I’ve been back in London for almost exactly three years now and living in my own home for two of those years. The first year I was concentrating on the inside of my house, not the outside; I did nothing in my tiny garden, mostly because there was nothing to do, there were just a couple of empty raised beds and a pear tree and it was a blank canvas. I’ve never been a gardener but last year I did a bit more, I tentatively planted a few things, grew some sweet peas from seed (proud moment) and filled some terracotta planters with lavender, camellias, and hyacinths, plants I love and plants I could see from my kitchen window. I felt so much joy in tending my pots and watching them thrive. Then came winter and the natural dying down and hibernation of everything as we all turn inwards, and the whole world feels like it’s decaying and darkening.

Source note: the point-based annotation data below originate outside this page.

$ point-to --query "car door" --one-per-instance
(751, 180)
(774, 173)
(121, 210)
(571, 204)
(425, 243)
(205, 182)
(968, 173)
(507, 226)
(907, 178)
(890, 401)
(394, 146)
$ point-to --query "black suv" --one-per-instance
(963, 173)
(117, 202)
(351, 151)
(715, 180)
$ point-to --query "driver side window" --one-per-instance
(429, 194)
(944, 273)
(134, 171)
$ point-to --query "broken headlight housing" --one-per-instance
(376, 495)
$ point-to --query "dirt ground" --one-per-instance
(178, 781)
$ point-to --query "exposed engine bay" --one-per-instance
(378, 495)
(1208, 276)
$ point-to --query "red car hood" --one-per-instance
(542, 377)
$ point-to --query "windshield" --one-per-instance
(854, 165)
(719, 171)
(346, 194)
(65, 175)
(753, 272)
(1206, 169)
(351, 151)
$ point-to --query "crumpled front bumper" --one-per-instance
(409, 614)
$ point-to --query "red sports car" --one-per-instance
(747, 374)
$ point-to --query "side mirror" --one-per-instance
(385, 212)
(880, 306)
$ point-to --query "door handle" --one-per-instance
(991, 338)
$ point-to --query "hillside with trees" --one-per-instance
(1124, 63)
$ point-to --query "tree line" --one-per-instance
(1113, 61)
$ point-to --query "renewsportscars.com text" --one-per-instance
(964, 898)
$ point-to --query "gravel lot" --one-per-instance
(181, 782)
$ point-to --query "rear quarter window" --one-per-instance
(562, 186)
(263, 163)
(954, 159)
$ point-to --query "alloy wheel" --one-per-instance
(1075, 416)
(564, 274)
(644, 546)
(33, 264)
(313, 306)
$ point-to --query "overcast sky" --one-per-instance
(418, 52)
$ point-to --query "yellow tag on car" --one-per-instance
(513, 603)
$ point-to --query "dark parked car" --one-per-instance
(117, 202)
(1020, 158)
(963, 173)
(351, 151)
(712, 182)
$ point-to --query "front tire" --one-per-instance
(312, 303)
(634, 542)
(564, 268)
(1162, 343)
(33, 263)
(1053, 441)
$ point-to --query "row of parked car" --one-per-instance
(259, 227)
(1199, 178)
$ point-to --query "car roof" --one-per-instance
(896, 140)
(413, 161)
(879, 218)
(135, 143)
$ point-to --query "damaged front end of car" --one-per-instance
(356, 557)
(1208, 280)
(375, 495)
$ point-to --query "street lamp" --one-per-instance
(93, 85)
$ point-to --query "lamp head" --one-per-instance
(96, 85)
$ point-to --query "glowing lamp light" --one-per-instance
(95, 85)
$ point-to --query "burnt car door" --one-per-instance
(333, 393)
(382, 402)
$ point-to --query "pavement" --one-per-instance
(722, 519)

But now it’s spring again and my camellias are flowering and everything is poking up through the ground as if nothing happened, and it has made me think about nature’s incredible power and, as we are part of nature too, our own incredible power.
Like so many women of my generation, I spent many years tending to others which brought purpose and importance but within this, I lost the skills I needed to tend to myself and, after a challenging life-changing experience, I had to relearn these skills from scratch and it has not been easy.
I’m learning slowly to tend to myself again without guilt or excuses and at the heart of this lies the permission I give myself to be creative. When I take the time to do this my heart sings and I feel filled with hope and joy and purpose and I can see that it’s a really simple way to harness these positive things; it works every time. But whilst I have always known the importance of this part of my life, I have sabotaged myself by not doing it. Oh, the absurdities of human nature!
Today, tending to my creativity is a priority, and I would urge everyone to do the same. I don’t mean setting off on some kind of terrifying search for a specific creative outlet; paints, words, clay, wood, fabric, stone, because that’s enough to put you off completely, what I mean is something so much simpler, just open your eyes to nature and its power and take your lead from there. What have you always wanted to try? Start with a leaf or a bud, how can you make that appear using your own creativity? Spring is here, the mornings are light, the air is warmer, things are coming alive again and that means us too. I’m a potter of course, so I’m biased but I would say to anyone, as I am saying to you, if you don’t know what you want to do, buy a cheap bag of stoneware and sit at your kitchen table with a lump of clay in your hands, it is, after all, just earth, so it couldn’t be closer to nature. I promise you something more wonderful will emerge than you ever thought possible.
This beautiful spring, somehow so much more important than normal in the grand scheme of things, tend to yourself and your own creativity, in whatever form that might take, and watch yourself grow and change.